I looked round at Urbenin in order to ask him who this girl was, and, strange to say, it was only at that moment I noticed that he was terribly drunk. He was as red as a crawfish, he tottered and, seizing my elbow, he whispered into my ear, exhaling the fumes of spirit on me:

‘Sergey Petrovich, I implore you prevent the Count from making any further remarks about this girl! He may from habit say too much; she is a most worthy person!’

This ‘most worthy person’ was represented by a girl of about nineteen, with beautiful fair hair, blue eyes and long curls. She was dressed in a bright red frock, made in a fashion that was neither that of a child nor of a young girl. Her legs, straight as needles, in red stockings, were shod with tiny shoes that were small as a child’s. All the time I was admiring her she moved about her well-rounded shoulders coquettishly, as if they were cold or as if my gaze disturbed her.

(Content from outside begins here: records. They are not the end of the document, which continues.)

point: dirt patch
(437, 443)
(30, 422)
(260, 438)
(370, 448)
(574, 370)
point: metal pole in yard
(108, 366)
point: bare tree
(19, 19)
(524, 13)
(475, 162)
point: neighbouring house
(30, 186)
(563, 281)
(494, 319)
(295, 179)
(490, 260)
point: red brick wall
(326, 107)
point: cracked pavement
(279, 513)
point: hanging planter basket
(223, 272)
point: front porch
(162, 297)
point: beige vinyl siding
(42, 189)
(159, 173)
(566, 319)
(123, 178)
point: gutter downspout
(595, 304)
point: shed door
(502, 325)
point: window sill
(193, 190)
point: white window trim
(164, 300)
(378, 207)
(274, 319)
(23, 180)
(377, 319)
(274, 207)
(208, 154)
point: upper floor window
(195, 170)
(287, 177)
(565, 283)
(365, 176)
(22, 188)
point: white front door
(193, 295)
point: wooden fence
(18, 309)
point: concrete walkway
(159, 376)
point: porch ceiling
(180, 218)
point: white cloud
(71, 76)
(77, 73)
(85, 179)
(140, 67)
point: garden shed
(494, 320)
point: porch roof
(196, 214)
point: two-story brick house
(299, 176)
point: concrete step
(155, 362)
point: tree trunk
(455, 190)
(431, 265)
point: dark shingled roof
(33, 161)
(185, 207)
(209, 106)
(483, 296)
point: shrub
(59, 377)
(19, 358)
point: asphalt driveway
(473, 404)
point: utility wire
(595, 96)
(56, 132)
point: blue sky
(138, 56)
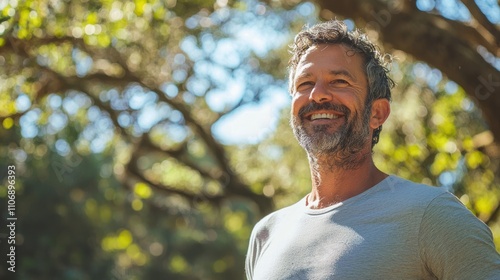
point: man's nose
(320, 93)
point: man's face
(329, 114)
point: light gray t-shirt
(394, 230)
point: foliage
(110, 111)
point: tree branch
(493, 31)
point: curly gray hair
(336, 32)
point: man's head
(340, 92)
(336, 32)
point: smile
(324, 116)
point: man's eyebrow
(344, 73)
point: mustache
(313, 106)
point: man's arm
(454, 244)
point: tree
(108, 111)
(463, 43)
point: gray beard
(341, 148)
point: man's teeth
(323, 116)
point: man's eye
(340, 81)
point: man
(358, 222)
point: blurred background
(149, 136)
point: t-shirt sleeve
(454, 244)
(251, 255)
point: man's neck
(334, 184)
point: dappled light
(148, 137)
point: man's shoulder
(415, 191)
(270, 220)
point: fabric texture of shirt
(395, 230)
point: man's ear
(381, 109)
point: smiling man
(358, 222)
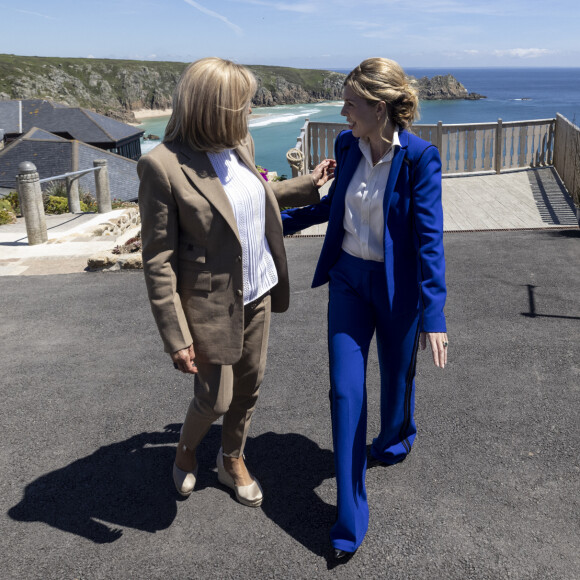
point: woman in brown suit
(214, 259)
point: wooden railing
(567, 156)
(477, 147)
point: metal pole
(30, 196)
(102, 186)
(72, 192)
(498, 146)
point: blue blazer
(413, 242)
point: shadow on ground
(128, 485)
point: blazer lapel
(350, 164)
(394, 172)
(198, 168)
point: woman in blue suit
(383, 259)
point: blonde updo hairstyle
(381, 79)
(210, 105)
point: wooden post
(102, 186)
(439, 136)
(307, 145)
(30, 196)
(498, 146)
(72, 192)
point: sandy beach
(141, 114)
(150, 113)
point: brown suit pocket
(192, 253)
(192, 279)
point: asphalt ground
(91, 409)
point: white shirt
(364, 220)
(248, 199)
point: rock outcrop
(442, 87)
(117, 87)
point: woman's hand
(439, 343)
(323, 172)
(184, 360)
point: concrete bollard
(102, 186)
(31, 204)
(72, 192)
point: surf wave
(284, 118)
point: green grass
(114, 72)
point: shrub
(55, 189)
(55, 204)
(88, 200)
(118, 204)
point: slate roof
(36, 134)
(80, 124)
(53, 155)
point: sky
(301, 33)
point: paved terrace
(528, 199)
(91, 409)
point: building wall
(50, 158)
(123, 177)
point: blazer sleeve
(160, 239)
(428, 224)
(295, 192)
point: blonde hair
(381, 79)
(210, 105)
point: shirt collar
(365, 148)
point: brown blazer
(192, 255)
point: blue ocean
(512, 95)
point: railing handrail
(464, 147)
(70, 174)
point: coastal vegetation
(118, 87)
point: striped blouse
(248, 199)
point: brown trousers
(231, 391)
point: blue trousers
(356, 309)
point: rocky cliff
(118, 87)
(443, 88)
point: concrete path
(91, 409)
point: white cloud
(523, 52)
(213, 14)
(304, 8)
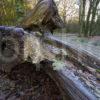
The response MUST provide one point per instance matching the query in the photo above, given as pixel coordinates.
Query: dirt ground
(25, 83)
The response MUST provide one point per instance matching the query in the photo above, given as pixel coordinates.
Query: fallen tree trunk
(84, 57)
(17, 46)
(29, 47)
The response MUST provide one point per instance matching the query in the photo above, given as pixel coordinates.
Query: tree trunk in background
(94, 11)
(87, 25)
(82, 16)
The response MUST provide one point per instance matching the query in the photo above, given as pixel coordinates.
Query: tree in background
(13, 11)
(88, 13)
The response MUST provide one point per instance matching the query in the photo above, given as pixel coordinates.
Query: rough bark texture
(17, 46)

‘Such a young face, and what a figure!’ whispered the Count, who from his earliest youth had lost the capacity of respecting women, and never looked at them otherwise than from the point of view of a spoilt animal.

I remember that I felt a surge of warmth in my heart. I was still a poet, and in the company of the woods, of a May night, and the first twinkling of the evening stars, I could only look at a woman as a poet does... I looked at ‘the girl in red’ with the same veneration I was accustomed to look upon the forests, the hills and the blue sky. I still had a certain amount of the sentimentality I had inherited from my German mother.

‘Who is she?’ the Count asked.

‘She is the daughter of our forester Skvortsov, your Excellency!’ Urbenin replied.

‘Is this the Olenka the one-eyed muzhik spoke of?’

‘Yes, he mentioned her name,’ the bailiff answered, looking at me with large, imploring eyes.

The girl in red let us go past her, turning away without taking any notice of us. Her eyes were looking at something at the side, but I, a man who knows women, felt her gaze resting on my face.

‘Which of them is the Count?’ I heard her whisper behind us.

‘That one with the long moustache,’ the schoolboy answered.

And we heard silvery laughter behind us. It was the laughter of disenchantment. She had thought that the Count, the owner of these immense forests and the broad lake, was I, and not that pigmy with the worn face and long moustache.

I heard a deep sigh issue from Urbenin’s powerful breast. That man of iron could scarcely move.

‘Dismiss the bailiff,’ I whispered to the Count. ‘He is ill or - drunk.’

‘Pëtr Egorych, you seem to be unwell,’ the Count said, turning to Urbenin. ‘I do not require you just now, so I will not detain you any longer.’

‘Your Excellency need not trouble about me. Thank you for your attention, but I am not ill.’

I looked back. The girl in red had not moved, but was looking after us.

Poor, fair little head! Did I think on that quiet, peaceful May evening that she would afterwards become the heroine of my troubled romance?